Data Preparation

Utilities for preparing and validating data for DiD analysis.

.. module:: diff_diff.prep

Data Generation

generate_did_data

Generate synthetic data with known treatment effects for testing.

.. autofunction:: diff_diff.generate_did_data

Example

from diff_diff import generate_did_data

# Generate basic 2x2 DiD data
data = generate_did_data(
    n_units=100,
    n_periods=10,
    treatment_effect=5.0,
    treatment_period=5,
    treatment_fraction=0.5,
    noise_sd=1.0
)

print(data.head())
# Columns: unit_id, period, outcome, treated, post

generate_staggered_data

Generate synthetic staggered adoption data for testing.

.. autofunction:: diff_diff.generate_staggered_data

Example

from diff_diff import generate_staggered_data

data = generate_staggered_data(
    n_units=200,
    n_periods=10,
    cohort_periods=[4, 6, 8],
    seed=42
)

generate_event_study_data

Generate synthetic event study data for testing.

.. autofunction:: diff_diff.generate_event_study_data

generate_ddd_data

Generate synthetic Triple Difference data.

.. autofunction:: diff_diff.generate_ddd_data

generate_factor_data

Generate synthetic data with factor structure for TROP testing.

.. autofunction:: diff_diff.generate_factor_data

generate_panel_data

Generate generic synthetic panel data.

.. autofunction:: diff_diff.generate_panel_data

generate_continuous_did_data

Generate synthetic continuous treatment DiD data with known dose-response.

.. autofunction:: diff_diff.generate_continuous_did_data

generate_reversible_did_data

Generate synthetic reversible-treatment panel data — treatment can switch on and off over time. Use this with :class:`~diff_diff.ChaisemartinDHaultfoeuille` for testing the dCDH estimator on non-absorbing treatments.

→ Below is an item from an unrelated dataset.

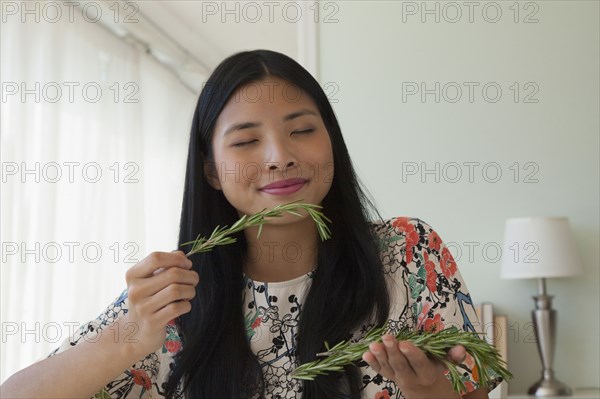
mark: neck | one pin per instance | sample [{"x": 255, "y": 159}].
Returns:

.. autofunction:: diff_diff.generate_reversible_did_data

Example

from diff_diff import generate_reversible_did_data, ChaisemartinDHaultfoeuille

data = generate_reversible_did_data(
    n_groups=80,
    n_periods=6,
    pattern="single_switch",  # or "joiners_only", "leavers_only", "mixed_single_switch"
    treatment_effect=2.0,
    seed=42,
)

est = ChaisemartinDHaultfoeuille()
results = est.fit(
    data, outcome="outcome", group="group",
    time="period", treatment="treatment",
)

Indicator Creation

make_treatment_indicator

Create binary treatment indicator from categorical or numeric columns.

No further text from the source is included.